Need to Make Changes to Your Clinical Trial? It’ll Cost Money and Time

A new study in Therapeutic Innovation & Regulatory Science from the Tufts Center for the Study of Drug Development (CSDD) using data from 15 pharmaceutical companies and contract research organizations establishes price tags for the cost of implementing clinical trial amendments.

And they aren’t cheap.

Each amendment for a phase II trial cost a median of $141,000. For a phase III trial, the median cost was more than triple that at $535,000. The figures only include direct costs – for instance, additional fees to institutional review boards and increased costs to existing vendors for change orders – so the authors estimate the actual cost, including indirect costs, is likely three to four times larger than the direct cost for phase III trials, especially if the amendment delays the time to get to the market.

Those estimated costs are per substantial amendment.

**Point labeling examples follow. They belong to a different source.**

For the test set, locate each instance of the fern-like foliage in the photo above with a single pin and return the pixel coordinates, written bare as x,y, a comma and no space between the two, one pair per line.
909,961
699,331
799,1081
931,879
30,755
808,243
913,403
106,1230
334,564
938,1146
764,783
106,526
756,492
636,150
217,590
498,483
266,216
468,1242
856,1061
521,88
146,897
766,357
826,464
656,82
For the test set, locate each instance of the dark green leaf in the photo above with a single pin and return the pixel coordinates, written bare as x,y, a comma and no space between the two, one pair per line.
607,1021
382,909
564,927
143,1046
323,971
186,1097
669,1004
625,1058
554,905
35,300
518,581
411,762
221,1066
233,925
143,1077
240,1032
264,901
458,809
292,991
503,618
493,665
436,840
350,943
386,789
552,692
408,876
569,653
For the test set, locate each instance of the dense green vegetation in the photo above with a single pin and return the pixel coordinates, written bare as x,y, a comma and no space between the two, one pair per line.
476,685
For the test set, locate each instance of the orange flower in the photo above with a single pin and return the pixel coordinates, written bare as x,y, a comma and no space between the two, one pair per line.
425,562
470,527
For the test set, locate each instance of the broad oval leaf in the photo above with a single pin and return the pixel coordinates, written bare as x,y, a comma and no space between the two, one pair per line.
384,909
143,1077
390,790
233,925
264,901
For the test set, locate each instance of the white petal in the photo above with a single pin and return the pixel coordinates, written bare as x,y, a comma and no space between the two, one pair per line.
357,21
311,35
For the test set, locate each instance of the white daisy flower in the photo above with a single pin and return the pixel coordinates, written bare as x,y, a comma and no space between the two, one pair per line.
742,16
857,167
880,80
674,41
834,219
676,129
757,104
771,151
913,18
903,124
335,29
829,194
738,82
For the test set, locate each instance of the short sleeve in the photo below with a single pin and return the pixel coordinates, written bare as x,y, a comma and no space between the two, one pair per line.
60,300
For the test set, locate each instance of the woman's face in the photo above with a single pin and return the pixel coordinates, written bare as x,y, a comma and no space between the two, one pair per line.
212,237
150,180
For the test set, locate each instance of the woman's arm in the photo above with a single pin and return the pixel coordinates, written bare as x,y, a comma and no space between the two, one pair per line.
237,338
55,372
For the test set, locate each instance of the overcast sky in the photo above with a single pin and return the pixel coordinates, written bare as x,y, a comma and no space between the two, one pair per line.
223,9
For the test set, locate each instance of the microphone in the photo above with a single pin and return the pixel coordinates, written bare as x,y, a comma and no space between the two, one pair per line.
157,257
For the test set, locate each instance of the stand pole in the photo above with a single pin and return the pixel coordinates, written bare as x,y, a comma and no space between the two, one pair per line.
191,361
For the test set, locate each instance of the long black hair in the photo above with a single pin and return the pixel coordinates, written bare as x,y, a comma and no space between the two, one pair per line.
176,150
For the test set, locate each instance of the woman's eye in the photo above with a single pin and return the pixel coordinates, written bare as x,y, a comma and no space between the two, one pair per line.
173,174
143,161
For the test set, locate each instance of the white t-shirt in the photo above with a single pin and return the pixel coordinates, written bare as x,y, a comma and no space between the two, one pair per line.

And with each phase II and phase III trial having an average of 2.2 and 2.3 substantial amendments, respectively, the average direct cost to make changes to the protocols of phase III trials tops $1 million per study.

“The cost to implement an amendment in a phase III study is considerably higher than we initially expected,” said Kenneth Getz, the lead author and a research associate professor and director of sponsored research at Tufts CSDD. “We estimate that the direct cost to implement amendments for active phase II and phase III studies in any given year may cost the industry upwards of $6 billion in unplanned costs.”

Clinical trials with at least one substantial amendment ended up enrolling fewer patients – an average of 107 fewer patients than originally planned, compared to 49 more than planned for trials with no amendments. Getz hypothesized that the smaller trials may be because some of the amendments adjust eligibility requirements.

But the smaller trials didn’t translate into shorter durations between when the protocol was approved and the last patient visit. Adjusting for phase and therapeutic area, on average, trials with at least one substantial amendment were three months longer than trials without amendments.

“The additional time that’s required to implement the amendment is time that’s ultimately carried to the rest of the study; it’s not recouped,” Getz told BioWorld Insight.

Avoiding Amendments

With amendments costing time and money, it would make sense for companies to try and avoid them, but nearly half of amendments were classified as either completely avoidable (23 percent) or somewhat avoidable (22 percent), including things like design flaws and recruitment difficulties.

At the other extreme, 30 percent of amendments were deemed somewhat avoidable – for example, a change in the standard of care – while 25 percent were deemed completely unavoidable, including things like new safety information or regulatory agency requests to amend the protocol.

Durect Corp. has firsthand experience with the unavoidable variety. Earlier this month, the Cupertino, Calif.-based company said the FDA wanted it to add an active control arm to its already-started phase III trial called Persist. The trial is comparing Posimir, an extended-release form of the pain reliever bupivacaine delivered via depot, to placebo in patients undergoing laparoscopic cholecystectomy (removal of the gallbladder), but the FDA wants Durect to add an arm measuring patients treated with standard bupivacaine. (See BioWorld Today, April 11, 2016.)

While the number of avoidable amendments are higher than what companies would like, Getz pointed out that knowing the types of avoidable amendments gives them a starting point for where to improve. “The concept of avoidability helps us to isolate ways that we can make improvements in the logistics and implementation of the study,” Getz said.

One way to avoid putting items into a protocol that needs to be changed later is by having standard protocols of procedures that have worked in the past. Transcelerate Biopharma Inc., the industry-established nonprofit tasked with speeding drug development for its members, is establishing common protocol templates for specific patient populations and therapeutic areas to help avoid unnecessary amendments.

“The use of protocol authoring framework helps force a higher level of feasibility and a closer alignment between the objectives and endpoints of the study and the procedures performed,” Getz said.

Another avoidable area comes from clinical trials that are too burdensome, making it hard to enroll patients. Getz said many companies are getting input from patients and study site coordinators before the protocol is finalized to “understand and modify the feasibility to reduce the burden of participation in the trial.”

Companies are also using committees to review the protocols before they’re submitted to institutional review boards to ensure that the procedures match up with the goals of the study and push back when they don’t.

Of course, planning ahead costs time and money, so initiatives to avoid amendments only makes sense if there’s a net benefit from the time and money saved, but Getz noted that the data in the study can help companies make those calculations.

“Knowing that the typical amendment will require several months of time and has a direct cost associated with it, helps companies create that economic [return on investment] measure,” Getz said. “It doesn’t take much to see that even some small investment to reduce the number of amendments can be worth a tremendous amount of value for companies.”